Shiley Center for Orthopaedic Research and Education at Scripps Clinic, La Jolla, CA, USA.
Division of Orthopaedic Surgery, Scripps Clinic, La Jolla, CA, USA.
J Shoulder Elbow Surg. 2014 Mar;23(3):347-54. doi: 10.1016/j.jse.2013.06.008. Epub 2013 Sep 3.
This study undertook a computational analysis of a wedged glenoid component for correction of retroverted glenoid arthritic deformity to determine whether a wedge-shaped glenoid component design with a built-in correction for version reduces excessive stresses in the implant, cement, and glenoid bone. Recommendations for correcting retroversion deformity are asymmetric reaming of the anterior glenoid, bone grafting of the posterior glenoid, or a glenoid component with posterior augmentation.
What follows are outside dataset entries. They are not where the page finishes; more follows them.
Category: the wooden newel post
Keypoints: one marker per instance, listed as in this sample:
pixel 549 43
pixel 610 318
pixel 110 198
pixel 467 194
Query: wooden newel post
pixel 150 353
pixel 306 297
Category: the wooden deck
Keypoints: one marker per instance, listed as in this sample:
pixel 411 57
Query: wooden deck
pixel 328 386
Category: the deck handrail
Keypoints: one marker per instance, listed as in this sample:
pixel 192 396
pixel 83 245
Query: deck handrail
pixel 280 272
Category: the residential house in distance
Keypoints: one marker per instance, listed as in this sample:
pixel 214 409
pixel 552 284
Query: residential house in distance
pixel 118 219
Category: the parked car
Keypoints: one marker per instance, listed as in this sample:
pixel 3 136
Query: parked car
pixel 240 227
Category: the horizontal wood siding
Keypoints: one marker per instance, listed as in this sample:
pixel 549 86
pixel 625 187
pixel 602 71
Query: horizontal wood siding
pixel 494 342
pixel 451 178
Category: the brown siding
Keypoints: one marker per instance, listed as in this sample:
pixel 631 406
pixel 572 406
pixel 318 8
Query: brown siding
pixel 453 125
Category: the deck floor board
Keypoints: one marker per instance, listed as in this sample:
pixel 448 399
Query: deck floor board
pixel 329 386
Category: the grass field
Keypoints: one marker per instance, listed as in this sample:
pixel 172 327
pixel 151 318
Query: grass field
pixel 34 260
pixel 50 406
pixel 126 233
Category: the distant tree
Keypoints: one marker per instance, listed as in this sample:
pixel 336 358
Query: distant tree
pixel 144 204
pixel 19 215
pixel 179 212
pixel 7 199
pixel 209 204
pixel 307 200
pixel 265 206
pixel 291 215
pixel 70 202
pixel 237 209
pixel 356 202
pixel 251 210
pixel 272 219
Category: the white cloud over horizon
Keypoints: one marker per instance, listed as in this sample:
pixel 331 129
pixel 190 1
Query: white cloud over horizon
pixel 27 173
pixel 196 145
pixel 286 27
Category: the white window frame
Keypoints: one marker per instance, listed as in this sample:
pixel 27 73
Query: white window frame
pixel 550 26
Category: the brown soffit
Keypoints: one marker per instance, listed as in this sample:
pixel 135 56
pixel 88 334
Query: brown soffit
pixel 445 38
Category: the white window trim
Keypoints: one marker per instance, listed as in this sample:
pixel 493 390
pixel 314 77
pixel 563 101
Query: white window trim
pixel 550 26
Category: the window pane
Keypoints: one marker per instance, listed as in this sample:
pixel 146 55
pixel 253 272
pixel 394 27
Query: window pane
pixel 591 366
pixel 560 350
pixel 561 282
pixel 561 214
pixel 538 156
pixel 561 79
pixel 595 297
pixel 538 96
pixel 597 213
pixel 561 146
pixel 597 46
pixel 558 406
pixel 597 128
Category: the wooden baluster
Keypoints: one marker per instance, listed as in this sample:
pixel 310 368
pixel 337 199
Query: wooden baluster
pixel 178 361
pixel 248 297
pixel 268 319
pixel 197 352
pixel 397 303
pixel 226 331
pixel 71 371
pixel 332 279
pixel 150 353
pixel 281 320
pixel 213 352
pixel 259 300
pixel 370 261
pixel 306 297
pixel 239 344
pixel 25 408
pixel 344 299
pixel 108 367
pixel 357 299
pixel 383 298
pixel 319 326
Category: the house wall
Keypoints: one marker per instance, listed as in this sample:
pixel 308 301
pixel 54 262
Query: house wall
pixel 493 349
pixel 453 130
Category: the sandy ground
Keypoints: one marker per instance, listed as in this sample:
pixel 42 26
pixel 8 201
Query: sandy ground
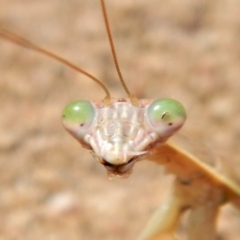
pixel 50 187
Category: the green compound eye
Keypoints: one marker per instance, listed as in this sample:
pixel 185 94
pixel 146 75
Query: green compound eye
pixel 77 117
pixel 165 116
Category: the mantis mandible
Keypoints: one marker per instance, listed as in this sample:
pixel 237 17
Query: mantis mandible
pixel 186 177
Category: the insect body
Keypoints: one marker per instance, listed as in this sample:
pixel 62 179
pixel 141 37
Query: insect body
pixel 120 132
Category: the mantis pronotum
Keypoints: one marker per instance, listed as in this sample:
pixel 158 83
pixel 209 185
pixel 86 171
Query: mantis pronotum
pixel 140 74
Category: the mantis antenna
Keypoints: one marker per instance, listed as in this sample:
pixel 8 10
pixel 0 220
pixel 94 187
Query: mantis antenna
pixel 114 55
pixel 27 44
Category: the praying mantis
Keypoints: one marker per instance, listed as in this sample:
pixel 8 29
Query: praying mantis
pixel 63 104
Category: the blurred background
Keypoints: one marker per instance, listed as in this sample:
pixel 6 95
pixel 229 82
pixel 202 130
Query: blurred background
pixel 51 188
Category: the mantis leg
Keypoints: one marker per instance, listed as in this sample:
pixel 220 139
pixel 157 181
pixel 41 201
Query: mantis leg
pixel 165 220
pixel 201 222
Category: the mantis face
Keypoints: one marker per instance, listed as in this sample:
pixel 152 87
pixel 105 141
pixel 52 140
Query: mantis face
pixel 118 134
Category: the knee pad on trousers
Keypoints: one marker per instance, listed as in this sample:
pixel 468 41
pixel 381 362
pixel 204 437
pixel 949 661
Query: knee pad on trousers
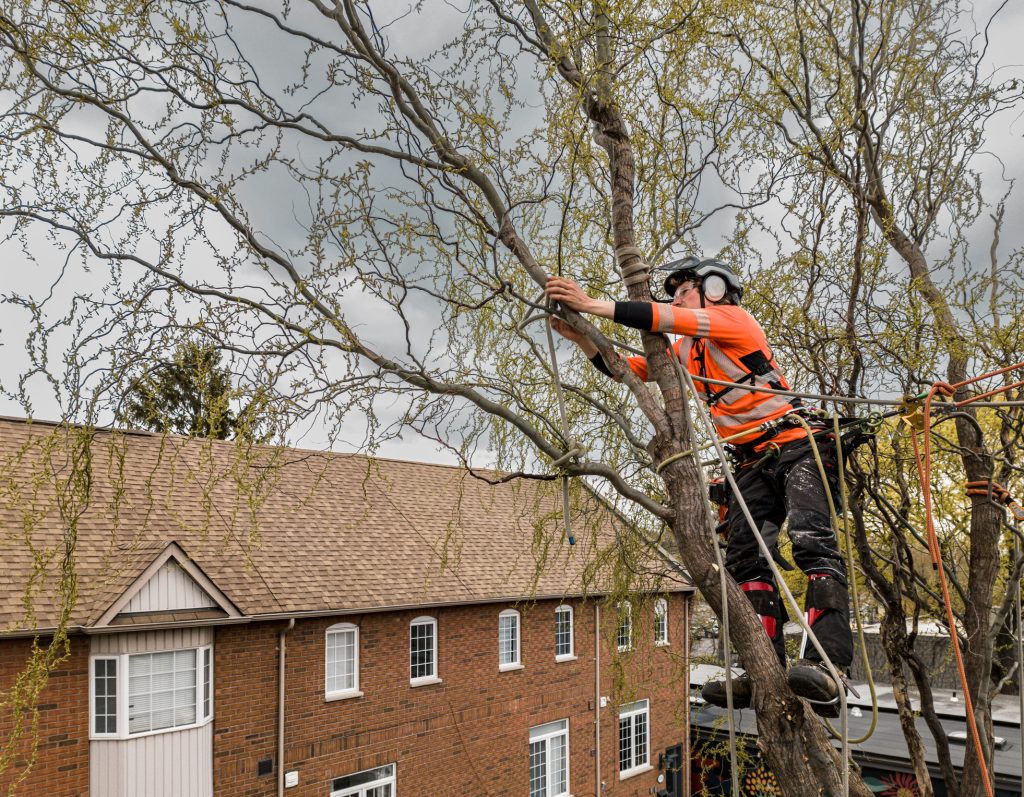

Eccentric reaming has the disadvantages of removing normal bone, reducing structural support for the glenoid component, and increasing the risk of bone perforation by the fixation pegs. Bone grafting to correct retroverted deformity does not consistently generate successful results.
Finite element models of 2 scapulae models representing a normal and an arthritic retroverted glenoid were implanted with a standard glenoid component (in retroversion or neutral alignment) or a wedged component. Glenohumeral forces representing in vivo loading were applied and stresses and strains computed in the bone, cement, and glenoid component.
The retroverted glenoid components generated the highest compressive stresses and decreased cyclic fatigue life predictions for trabecular bone. Correction of retroversion by the wedged glenoid component significantly decreased stresses and predicted greater bone fatigue life. The cement volume estimated to survive 10 million cycles was the lowest for the retroverted components and the highest for neutrally implanted glenoid components and for wedged components.
A wedged glenoid implant is a viable option to correct severe arthritic retroversion, reducing the need for eccentric reaming and the risk for implant failure.
本研究通过计算分析楔形肩胛盂假体来矫正后倾的肩胛盂关节炎畸形,以确定是否楔形肩胛盂假体设计与内置的矫正版本减少了植入物、水泥和肩胛盂骨的过度应力。矫正后倾畸形的建议包括前肩胛盂的不对称扩孔、后肩胛盂的植骨或带有后增强的肩胛盂假体。偏心扩孔具有去除正常骨、减少对肩胛盂假体的结构支撑以及增加固定钉穿透骨的风险的缺点。为了矫正后倾畸形而进行植骨并不能始终产生成功的结果。
用标准的肩胛盂假体(后倾或中立对齐)或楔形假体植入代表正常和关节炎后倾的两个肩胛盂模型的有限元模型。施加代表体内负荷的盂肱关节力,并计算骨、水泥和肩胛盂假体中的应力和应变。
后倾的肩胛盂假体产生了最高的压缩应力,并降低了小梁骨的循环疲劳寿命预测。楔形肩胛盂假体矫正后倾显著降低了应力并预测了更大的骨疲劳寿命。估计能存活 1000 万次循环的水泥体积对于后倾组件最低,对于中立植入的肩胛盂组件和楔形组件最高。
楔形肩胛盂假体是矫正严重关节炎后倾的可行选择,可以减少偏心扩孔的需要和植入物失效的风险。